Не таков был Рустам. С его точки зрения такая культура была культурой отчуждения и безразличия друг к другу. Он нёс с собой культуру тесного восточного патриархального мирка, где люди предъявляют определённые требования не только к внешнему, но и к внутреннему друг друга: где господствует не формальный за­кон внешних причины и следствия, а более глубо­ко проникающий в душу человека бдительный нормо-несу­щий взгляд ближнего. И нормы этого мирка предполагали не только внешне-направленную волю, правившую облик и поведение, но и волю, направленную во­внутрь человека, правившую характер. Кратко говоря, если личная культура Ильи была светской, городской и атеистической, то культура Рус­тама – общинной и религиозной. На беду, она не была христиан­ской, – для того чтобы выйти навстречу Илье и помочь ему нырнуть в глубины собственного «я» на условиях свободы. Вместо этого Рустам нёс с собой жёсткую десницу предписывающего и ка­рающего еврейского Бога. И если раньше этот коренной пласт его натуры прятался за наслоениями общей всем куль­туры современного города, то теперь, когда Рустам уверился в себе и стал в оппозицию к обществу, он стал активно ут­верждать в повседневности отношения нравственного прес­синга. Естественно, что здесь, в сердцеведении, Рустам полу­чил превосходство пред Ильей, который всегда терялся в си­туациях с согрешающим и лукавнующим ближним, выбирая позицию понимания, прощения и пассивного терпения, вме­сто того, чтобы, как говорится, выводить грешника на чис­тую воду и нудить его к покаянию и исправлению. Рустам же, напротив, выбирал второе.)

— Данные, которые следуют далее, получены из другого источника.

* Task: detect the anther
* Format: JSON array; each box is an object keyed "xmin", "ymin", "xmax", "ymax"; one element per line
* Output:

Услышав из уст Ильи робкое повторение Евангельской пропове­ди. Рустам тут же почувствовал вторжение в область своих прерогатив; и, поскольку евангельские заповеди были чужды ему, и для него немыслимо было не обличить грешника, не отомстить зло, не уравновесить благодеяния, не утверждать справедливость, он, ровно бык на красную тряпку, ринулся на христианство Ильи и доказал ему, что сие есть признак личной слабости, конформизма, желания ладить со всеми, и что подобное размягчение воли ведёт к утере способности борьбы.

И оттого, что Илья на самом деле ощущал в себе недоста­ток личной мужественной силы, а логика внешней борьбы с режимом толкала его к тому, чтобы вырабатывать из себя сильную и жёсткую личность, он принял доводы Рустама, как свои, и осудил сам себя за свою симпатию к христианству.


Глава 20

Познай самого себя.


«Новый Год, какие глупости!» – Илья твёрдо решил не встречать его. Это было впервые в его жизни: не отмечать Новый год. Он обнаружил твёрдую и не мирскую волю: от­правил Евгению к знакомым и на эту новогоднюю ночь ос­тался дома один.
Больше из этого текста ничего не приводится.